Ahead of the Supreme Court's ruling, Apple's latest argument was that Rule 60(b) of the Federal Rules of Civil Procedure say that such a judgment cannot be brought in a patent case such as this.

"Rule 60(b) relief is appropriate to ensure that VirnetX cannot recover a massive damages judgment for patent claims that are necessarily unpatentable," said Apple's motion, according to a Law360 account of court filings last week..

The original judgment concerned Apple's infringing of patents belonging to VirnetX in software, including FaceTime and Messages, since 2010. Apple has previously maintained that this verdict is "legally wrong and grossly unfair."

Apple argued that FaceTime infringement should not be counted. "It would be exceedingly unjust for Apple to pay a judgment based on claims that never should have been issued in the first place," continues the new motion.

VirnetX disputes Apple's claims that certain patents have been invalidated, however.

Even if the infringing FaceTime components were discounted, VirnetX would still be owed for Apple's VPN On Demand products. In its latest appeal, Apple had asked for a new trial based only on the non-invalidated patents.

The Supreme Court was scheduled to begin considering the appeal on Friday, February 21, and Apple filed this latest motion only the day before. The company did so, it claimed, in order to "avoid burdening the court with a Rule 60(b) motion that would be unnecessary to resolve" if the appeal were granted.

Including both the original trial and the subsequent appeals, the case between Apple and VirnetX is based on a dispute that now dates back for a decade. It appeared to be resolved in VirnetX's favor in April 2018, when Apple was then ordered to pay $502.6m.

Neither Apple nor VirnetX have commented on the US Supreme Court's decision.



44 Comments

SpamSandwich 19 Years · 32917 comments

I think someone working on Apple’s legal team needs to be fired.

vr0513 5 Years · 7 comments

I think someone working on Apple’s legal team needs to be fired.

Apple hired a different legal team about 2 years or so ago because that law firm wasn't able to get this case thrown out. This one is clearly also not up to snuff. It's clear all Apple is doing is delaying the inevitable at this point because the legal system is allowing them to do so.

SpamSandwich 19 Years · 32917 comments

vr0513 said:
I think someone working on Apple’s legal team needs to be fired.
Apple hired a different legal team about 2 years or so ago because that law firm wasn't able to get this case thrown out. This one is clearly also not up to snuff. It's clear all Apple is doing is delaying the inevitable at this point because the legal system is allowing them to do so.

They’re not delaying anything now. They lost.

esummers 15 Years · 952 comments

Watch VirnetX's "Gabriel Collaboration Suite" quietly disappear after they win their settlement.  That product has zero customers and only exists to show that they have an implementation of their overly broad patents.

EsquireCats 8 Years · 1268 comments

Ignoring the merit of the case/s themselves.

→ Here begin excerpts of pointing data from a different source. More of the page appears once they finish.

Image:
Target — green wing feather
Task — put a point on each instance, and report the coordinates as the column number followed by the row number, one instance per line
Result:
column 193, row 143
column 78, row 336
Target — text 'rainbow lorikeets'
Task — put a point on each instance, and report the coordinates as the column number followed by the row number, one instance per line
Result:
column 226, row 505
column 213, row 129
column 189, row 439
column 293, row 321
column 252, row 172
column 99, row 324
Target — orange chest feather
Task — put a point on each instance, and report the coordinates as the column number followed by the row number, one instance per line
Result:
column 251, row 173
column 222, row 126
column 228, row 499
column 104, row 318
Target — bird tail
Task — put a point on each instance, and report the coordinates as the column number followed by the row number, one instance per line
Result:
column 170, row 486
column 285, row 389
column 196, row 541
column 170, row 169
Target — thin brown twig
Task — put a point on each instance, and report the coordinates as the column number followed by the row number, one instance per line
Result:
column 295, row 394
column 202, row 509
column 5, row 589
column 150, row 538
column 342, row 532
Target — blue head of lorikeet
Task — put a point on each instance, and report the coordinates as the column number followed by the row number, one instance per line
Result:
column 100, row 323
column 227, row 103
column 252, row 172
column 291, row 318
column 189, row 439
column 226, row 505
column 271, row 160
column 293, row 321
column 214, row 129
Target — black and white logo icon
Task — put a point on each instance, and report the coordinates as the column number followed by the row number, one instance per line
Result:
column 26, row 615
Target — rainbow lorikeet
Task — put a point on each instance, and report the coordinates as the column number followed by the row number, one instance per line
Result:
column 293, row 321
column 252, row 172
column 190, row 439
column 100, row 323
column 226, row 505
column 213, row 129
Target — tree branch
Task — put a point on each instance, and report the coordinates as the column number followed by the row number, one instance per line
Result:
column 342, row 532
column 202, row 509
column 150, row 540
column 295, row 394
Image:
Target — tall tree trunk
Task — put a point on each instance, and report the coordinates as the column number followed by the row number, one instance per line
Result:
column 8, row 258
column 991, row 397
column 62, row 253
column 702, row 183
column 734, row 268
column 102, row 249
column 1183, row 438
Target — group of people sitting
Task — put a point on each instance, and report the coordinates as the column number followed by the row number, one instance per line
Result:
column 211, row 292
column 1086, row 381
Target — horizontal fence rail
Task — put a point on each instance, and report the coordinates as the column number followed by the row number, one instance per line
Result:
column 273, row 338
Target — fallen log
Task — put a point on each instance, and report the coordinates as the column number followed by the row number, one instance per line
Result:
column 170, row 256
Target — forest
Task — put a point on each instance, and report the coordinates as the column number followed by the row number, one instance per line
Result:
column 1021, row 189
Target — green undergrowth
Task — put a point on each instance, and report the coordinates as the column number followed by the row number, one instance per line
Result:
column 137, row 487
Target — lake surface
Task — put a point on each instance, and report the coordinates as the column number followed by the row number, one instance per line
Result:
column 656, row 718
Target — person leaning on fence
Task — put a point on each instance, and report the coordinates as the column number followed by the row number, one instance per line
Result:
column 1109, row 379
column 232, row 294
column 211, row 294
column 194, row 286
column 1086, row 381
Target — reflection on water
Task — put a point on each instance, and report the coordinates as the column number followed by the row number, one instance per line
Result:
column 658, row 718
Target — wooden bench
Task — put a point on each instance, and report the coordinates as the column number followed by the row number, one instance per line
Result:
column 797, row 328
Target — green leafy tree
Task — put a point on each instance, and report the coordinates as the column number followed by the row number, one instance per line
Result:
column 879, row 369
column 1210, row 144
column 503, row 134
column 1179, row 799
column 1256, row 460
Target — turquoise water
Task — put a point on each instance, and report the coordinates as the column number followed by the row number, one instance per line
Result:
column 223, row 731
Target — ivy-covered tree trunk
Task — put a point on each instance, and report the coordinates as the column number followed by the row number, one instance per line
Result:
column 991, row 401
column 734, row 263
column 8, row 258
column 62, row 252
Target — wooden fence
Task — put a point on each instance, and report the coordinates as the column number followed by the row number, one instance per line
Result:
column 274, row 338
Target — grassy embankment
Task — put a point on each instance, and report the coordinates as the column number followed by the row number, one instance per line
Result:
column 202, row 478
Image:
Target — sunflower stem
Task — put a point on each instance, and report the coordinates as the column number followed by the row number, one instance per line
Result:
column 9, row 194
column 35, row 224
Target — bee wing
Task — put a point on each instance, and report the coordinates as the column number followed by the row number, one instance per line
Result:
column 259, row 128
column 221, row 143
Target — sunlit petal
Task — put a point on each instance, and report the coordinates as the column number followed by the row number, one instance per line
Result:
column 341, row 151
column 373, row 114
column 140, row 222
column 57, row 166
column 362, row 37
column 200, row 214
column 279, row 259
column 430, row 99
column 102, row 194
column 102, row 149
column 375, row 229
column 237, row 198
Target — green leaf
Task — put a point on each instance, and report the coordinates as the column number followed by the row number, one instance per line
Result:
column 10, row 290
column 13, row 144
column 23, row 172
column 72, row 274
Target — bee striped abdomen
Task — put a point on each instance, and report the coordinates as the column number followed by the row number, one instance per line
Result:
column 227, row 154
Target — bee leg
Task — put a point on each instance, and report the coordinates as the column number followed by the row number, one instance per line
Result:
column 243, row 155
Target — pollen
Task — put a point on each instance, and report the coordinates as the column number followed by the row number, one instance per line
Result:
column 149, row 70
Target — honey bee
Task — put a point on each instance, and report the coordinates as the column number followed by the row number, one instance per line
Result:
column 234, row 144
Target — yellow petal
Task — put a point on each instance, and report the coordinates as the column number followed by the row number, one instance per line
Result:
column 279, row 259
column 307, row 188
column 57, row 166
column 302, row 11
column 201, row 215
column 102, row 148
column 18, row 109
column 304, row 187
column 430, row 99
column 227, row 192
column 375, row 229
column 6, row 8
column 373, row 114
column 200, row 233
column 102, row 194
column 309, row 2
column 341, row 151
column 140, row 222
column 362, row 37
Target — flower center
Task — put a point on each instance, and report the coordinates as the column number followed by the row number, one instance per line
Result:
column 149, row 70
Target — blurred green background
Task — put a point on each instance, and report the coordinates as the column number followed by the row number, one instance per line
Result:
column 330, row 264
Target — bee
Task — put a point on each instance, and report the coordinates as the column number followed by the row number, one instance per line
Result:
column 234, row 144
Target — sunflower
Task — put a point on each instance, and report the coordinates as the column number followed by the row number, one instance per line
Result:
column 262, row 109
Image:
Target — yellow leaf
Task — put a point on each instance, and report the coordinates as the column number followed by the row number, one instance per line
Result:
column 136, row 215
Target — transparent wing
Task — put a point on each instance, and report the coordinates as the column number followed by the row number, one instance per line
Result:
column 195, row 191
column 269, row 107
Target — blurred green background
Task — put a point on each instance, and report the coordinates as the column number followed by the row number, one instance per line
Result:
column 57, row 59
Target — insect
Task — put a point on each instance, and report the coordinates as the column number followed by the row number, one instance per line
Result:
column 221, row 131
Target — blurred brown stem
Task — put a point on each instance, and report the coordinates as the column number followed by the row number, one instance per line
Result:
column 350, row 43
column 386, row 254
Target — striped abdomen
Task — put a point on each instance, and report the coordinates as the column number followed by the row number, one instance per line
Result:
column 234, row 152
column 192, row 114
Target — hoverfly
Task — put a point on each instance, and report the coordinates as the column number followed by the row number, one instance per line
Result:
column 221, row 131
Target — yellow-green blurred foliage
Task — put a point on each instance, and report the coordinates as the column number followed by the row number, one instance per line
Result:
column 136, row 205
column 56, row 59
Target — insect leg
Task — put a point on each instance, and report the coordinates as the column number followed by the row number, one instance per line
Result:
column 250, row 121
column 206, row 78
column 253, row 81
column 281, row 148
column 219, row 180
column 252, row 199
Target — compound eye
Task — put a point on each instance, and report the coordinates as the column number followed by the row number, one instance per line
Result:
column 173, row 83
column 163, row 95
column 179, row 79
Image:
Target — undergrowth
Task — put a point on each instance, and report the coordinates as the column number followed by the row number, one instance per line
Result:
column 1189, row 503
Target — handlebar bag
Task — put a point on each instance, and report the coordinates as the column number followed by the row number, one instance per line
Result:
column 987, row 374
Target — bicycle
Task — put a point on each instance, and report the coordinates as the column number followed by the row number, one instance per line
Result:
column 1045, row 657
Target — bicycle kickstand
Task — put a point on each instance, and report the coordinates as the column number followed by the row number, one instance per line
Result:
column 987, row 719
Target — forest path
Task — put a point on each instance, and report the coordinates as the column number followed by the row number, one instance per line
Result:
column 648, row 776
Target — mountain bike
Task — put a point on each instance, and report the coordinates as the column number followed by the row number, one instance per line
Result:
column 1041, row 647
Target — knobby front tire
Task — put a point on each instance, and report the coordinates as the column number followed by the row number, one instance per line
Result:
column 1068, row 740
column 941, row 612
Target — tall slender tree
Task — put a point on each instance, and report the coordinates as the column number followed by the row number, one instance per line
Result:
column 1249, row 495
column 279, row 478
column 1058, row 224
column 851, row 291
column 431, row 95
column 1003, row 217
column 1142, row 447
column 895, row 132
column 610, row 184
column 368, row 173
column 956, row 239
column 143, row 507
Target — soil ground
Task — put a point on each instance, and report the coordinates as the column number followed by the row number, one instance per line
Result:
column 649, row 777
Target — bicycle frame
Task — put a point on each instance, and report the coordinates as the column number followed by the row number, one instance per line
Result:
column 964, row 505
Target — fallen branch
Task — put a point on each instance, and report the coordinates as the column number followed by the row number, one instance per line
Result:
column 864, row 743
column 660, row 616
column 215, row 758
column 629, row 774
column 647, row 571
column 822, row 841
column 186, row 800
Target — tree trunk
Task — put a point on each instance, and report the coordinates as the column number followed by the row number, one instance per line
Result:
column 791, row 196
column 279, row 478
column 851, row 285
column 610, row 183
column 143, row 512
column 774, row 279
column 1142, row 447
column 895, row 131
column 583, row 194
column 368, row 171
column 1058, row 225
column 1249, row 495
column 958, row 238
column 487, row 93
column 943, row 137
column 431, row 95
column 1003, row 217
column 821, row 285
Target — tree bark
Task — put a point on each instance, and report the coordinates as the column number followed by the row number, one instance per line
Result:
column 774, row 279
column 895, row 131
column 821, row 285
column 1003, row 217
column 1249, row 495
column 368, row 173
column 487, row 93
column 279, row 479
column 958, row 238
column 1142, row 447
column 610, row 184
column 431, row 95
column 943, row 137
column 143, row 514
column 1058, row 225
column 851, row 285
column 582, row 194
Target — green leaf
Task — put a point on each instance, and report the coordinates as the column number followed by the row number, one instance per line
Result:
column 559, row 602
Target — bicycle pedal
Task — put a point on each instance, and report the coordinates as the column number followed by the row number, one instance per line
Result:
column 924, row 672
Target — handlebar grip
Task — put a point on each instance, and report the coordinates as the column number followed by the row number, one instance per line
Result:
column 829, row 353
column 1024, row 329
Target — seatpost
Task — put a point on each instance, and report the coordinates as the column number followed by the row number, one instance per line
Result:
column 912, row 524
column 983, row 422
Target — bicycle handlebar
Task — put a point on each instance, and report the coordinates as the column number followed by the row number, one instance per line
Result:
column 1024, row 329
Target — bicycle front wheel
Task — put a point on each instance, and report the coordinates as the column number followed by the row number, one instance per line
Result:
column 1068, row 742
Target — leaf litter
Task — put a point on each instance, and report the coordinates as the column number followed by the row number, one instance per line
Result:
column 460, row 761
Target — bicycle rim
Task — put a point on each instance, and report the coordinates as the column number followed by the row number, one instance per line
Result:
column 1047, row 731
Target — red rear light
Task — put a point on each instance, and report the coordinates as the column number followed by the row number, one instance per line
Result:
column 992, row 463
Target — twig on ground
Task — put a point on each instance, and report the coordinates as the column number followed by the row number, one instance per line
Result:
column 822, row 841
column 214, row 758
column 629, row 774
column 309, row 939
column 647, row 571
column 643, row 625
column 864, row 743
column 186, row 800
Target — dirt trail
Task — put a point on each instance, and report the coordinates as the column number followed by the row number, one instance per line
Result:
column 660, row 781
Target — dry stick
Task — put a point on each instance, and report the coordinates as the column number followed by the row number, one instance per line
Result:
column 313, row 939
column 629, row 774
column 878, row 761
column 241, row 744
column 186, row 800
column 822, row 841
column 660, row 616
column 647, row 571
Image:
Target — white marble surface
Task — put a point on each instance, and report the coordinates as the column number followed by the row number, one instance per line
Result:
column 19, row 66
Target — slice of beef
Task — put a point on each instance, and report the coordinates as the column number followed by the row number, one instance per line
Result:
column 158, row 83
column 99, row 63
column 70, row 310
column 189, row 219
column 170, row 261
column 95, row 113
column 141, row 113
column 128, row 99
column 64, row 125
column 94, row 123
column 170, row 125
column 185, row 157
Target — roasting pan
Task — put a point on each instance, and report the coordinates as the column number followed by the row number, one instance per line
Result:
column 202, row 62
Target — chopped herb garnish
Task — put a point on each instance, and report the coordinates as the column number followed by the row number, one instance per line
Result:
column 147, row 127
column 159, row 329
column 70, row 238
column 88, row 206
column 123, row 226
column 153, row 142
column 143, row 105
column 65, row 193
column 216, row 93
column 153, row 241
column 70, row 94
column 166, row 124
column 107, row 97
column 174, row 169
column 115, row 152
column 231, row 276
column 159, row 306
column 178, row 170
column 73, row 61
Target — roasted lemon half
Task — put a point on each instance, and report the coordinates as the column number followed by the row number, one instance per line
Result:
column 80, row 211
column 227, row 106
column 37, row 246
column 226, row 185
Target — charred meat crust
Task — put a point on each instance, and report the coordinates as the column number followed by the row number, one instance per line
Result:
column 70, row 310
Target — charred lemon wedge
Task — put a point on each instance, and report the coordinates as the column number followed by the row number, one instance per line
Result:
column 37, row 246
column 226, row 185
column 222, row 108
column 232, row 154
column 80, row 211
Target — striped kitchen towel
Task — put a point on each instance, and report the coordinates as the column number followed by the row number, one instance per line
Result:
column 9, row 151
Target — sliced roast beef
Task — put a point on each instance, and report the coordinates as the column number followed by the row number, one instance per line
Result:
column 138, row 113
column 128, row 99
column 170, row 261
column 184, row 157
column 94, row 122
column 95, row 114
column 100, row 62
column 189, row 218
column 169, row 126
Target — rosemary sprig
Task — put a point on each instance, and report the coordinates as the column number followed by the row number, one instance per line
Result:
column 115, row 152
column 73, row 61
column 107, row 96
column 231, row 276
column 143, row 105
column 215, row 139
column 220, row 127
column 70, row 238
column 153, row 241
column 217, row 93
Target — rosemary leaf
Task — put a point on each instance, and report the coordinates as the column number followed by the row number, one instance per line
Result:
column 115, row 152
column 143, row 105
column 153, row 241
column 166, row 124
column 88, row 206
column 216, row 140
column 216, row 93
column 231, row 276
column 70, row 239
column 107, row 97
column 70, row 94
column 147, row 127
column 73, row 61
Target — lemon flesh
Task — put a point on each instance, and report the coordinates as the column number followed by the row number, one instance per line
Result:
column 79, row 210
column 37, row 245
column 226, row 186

Doesn’t this speak poorly of the patent system if large awards are possible through such means. Especially as we enter an era of more and more complex devices. 

The consequences of this are obvious: it’s a green light for collecting and asserting patents as an effective and lucrative business model. 

Those companies are effectively enacting private retrospective taxes on consumer products, while themselves not contributing to society and the system providing little recourse to the targeted companies since the patent holder has no products to challenge and can easily establish further companies if drained of funds. 

The fact that a patent holder can quietly stand by and wait until a patent is fully entrenched into a range of products is a total abuse of the meaning of patents, that’s not in any sense protection. Especially as the company itself never attempts to do anything else with the patents in question.